In considering the potential nosological impact of emerging findings about substance-induced psychotic disorder or difficulties in distinguishing “substance-induced” from “independent” psychoses, it is important to recall that clinical challenges in diagnosis or new etiological findings have no straightforward relationship to amending the diagnostic system, itself. The difficulties in distinguishing substance-induced from independent psychotic symptoms are hardly new and were well known to framers of DSM-III
, and DSM-IV
criteria. The current guidelines embody the thinking of previous workgroups on the optimal way of handling these issues. Likewise, the impact of drug use on etiology of schizophrenia is one of many factors contributing to the disorder, and the general policy of the DSM
(International Classification of Diseases
) systems is to base diagnostic groupings on phenomenology of disorders and not on causes, given the lack of definitive knowledge about causes of any of the major mental disorders.16
If changes are to be made in DSM-IV related to comorbid psychotic disorders and SUDs, these can take place at several different levels including (a) rearrangement of groups of disorders (eg, subsuming SUDs, eating disorders, and impulse control disorders under a general category of “Addictions” or “Impulse Control Disorders”), (b) adding or deleting a diagnostic category, (c) changing diagnostic criteria, or (d) changing textual guidelines for determining the presence or absence of criteria. Response to the problems of differentiating substance-induced vs independent disorders would most likely be in the text or in the criteria for specific substance-induced syndromes.

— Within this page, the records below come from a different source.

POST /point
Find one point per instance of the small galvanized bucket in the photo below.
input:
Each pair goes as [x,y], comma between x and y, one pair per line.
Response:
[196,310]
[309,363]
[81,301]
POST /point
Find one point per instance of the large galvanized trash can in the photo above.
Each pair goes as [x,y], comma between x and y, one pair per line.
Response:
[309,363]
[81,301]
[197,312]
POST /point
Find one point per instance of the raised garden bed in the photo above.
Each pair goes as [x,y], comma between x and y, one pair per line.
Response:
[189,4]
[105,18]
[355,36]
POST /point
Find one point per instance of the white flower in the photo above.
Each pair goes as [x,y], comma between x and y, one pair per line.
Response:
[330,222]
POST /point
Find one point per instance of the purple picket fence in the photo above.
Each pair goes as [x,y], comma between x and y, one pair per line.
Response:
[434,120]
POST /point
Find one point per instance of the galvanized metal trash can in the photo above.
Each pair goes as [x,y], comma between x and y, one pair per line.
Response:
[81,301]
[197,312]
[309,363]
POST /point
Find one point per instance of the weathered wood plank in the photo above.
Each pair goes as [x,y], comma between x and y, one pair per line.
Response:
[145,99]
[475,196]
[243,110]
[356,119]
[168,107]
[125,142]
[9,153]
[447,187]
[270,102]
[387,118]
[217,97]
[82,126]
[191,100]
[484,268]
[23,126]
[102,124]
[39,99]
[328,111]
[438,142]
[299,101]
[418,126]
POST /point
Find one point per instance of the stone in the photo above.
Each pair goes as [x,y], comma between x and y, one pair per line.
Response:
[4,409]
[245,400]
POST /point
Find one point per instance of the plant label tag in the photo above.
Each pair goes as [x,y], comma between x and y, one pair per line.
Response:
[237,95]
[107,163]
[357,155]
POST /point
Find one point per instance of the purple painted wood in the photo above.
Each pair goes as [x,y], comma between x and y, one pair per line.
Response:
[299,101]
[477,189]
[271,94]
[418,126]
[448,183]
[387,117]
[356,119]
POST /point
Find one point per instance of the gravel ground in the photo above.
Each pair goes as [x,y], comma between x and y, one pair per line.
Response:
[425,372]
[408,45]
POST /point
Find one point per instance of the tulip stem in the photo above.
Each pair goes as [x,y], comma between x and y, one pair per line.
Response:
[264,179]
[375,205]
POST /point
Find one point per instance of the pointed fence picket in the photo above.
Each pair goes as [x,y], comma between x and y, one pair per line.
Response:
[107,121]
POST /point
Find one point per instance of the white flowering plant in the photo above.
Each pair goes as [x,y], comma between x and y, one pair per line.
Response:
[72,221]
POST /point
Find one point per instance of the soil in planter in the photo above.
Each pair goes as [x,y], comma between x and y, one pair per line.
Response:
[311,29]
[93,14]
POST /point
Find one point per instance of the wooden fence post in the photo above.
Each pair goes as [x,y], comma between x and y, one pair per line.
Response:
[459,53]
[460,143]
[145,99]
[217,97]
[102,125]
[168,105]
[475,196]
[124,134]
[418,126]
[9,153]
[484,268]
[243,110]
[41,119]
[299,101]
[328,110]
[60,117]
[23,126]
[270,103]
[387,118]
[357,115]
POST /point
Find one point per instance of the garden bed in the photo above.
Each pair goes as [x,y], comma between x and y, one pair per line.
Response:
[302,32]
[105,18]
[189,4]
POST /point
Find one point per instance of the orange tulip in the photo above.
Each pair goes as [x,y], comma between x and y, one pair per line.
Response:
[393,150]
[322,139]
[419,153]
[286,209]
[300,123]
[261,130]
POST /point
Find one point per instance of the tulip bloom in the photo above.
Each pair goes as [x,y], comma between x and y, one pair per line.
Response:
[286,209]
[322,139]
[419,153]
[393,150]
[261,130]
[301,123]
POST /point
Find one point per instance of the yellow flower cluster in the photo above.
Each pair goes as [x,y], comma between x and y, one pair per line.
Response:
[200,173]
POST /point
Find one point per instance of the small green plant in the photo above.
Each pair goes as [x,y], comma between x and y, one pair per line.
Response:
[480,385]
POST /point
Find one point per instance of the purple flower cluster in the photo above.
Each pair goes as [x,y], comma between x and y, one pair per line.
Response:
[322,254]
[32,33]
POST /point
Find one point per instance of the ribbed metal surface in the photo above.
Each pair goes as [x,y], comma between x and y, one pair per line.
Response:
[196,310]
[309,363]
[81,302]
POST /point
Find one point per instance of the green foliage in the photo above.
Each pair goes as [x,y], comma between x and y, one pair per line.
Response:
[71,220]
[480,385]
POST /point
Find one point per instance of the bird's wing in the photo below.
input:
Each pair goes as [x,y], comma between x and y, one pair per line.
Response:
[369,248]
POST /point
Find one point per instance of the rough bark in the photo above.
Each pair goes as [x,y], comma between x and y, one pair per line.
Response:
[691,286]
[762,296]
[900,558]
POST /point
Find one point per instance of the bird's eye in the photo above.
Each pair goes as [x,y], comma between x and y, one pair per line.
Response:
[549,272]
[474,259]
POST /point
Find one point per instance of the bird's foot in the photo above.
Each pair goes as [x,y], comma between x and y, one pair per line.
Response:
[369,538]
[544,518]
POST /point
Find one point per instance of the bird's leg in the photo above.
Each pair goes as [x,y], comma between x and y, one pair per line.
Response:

Changes made on the basis of emerging findings about enduring psychoses caused by drug abuse could be at the syndrome level (eg, adding a “cannabis-induced enduring psychosis” diagnosis) or in the text describing characteristics of disorders.
To inform the diagnostic decision between substance-induced and independent psychotic symptoms, 2 kinds of information would be useful: (a
) identification of early markers that clearly differentiate the 2 conditions and (b
) more precise information about the duration of substance-induced psychotic symptoms. At present, the most definitive method for making this distinction is longitudinal assessment after a period of sustained abstinence from psychoactive substances. This is time consuming and often impractical given the relapsing nature of substance abuse and limited access to inpatient care. First, more rapid diagnosis could be facilitated by the identification of “markers” or distinctive clinical features that would identify patients with psychotic symptoms as having transient, substance-induced syndromes or enduring independent disorders. Such markers might take the form of biological indices (eg, a genetic profile suggesting schizophrenia), symptom profiles, or features of the psychiatric history. Recent works by Caton and colleagues17
and C. L. M. Caton, D. S. Hasin, P. E. Shrout, R. E. Drake, B. Bominguez, S. Samet, B. Shanzer (unpublished data) illustrate this approach. In a sample of 319 treatment-entering patients with psychosis and SUDs, reevaluation at 1-year follow-up revealed that 25% of psychotic diagnoses that had originally been designated as substance-induced were reclassified as independent. At initial evaluation, the reclassified patients differed from those with transient psychoses by being more likely to report parental mental illness, having poorer premorbid adjustment, and having less insight into their psychosis. Second, more definitive information could be gathered on the duration of substance-induced psychotic symptoms and syndromes. Numerous studies have evaluated characteristics and course of stimulant-induced psychosis,13,18–21
but less is known about the time course of transient psychotic syndromes resulting from use of other classes of drugs or from polysubstance abuse. At present, for purposes of differential diagnosis, “sustained” remission is considered to be around 4 weeks of abstinence. Conceivably, this duration of abstinence may be too short for psychoses induced by some substances (eg, cannabis or hallucinogens) or too long for those induced by others (eg, benzodiazepines).
Recent evidence suggesting that cannabis use may contribute as a cause of “schizophrenia” diagnosis14
could have an important impact on the understanding of psychotic illnesses and on the system for classifying these illnesses. From a practical, clinical standpoint, intervening with teenage marijuana use could prevent the development of a full psychotic syndrome in susceptible individuals. Such a preventive substance abuse intervention could be coupled with early antipsychotic pharmacotherapy to intervene in the “prodromal” period of schizophrenia or other psychotic conditions.22
For understanding etiology, research on mechanisms of cannabis effects may point to neurobiological pathways underlying vulnerability to schizophrenia. Nosological changes that might be made on the basis of these findings would require considerably more evidence than is currently available. For example, enduring psychotic syndromes associated with prior cannabis use may constitute disorders that are distinctly different from what is now called “schizophrenia” and that would warrant classification as separate disorders. Delineation of such a syndrome (or syndromes) would require a considerable body of work documenting diagnostic distinctiveness, course, symptom features, and other types of evidence articulated by Robins and Guze5
for defining psychiatric disorders. Alternatively, the concept of schizophrenia that is “caused” by cannabis use suggests the possibility of designating subtypes of psychotic disorders on the basis of differing etiological factors, which could include genetic, developmental, or other causes.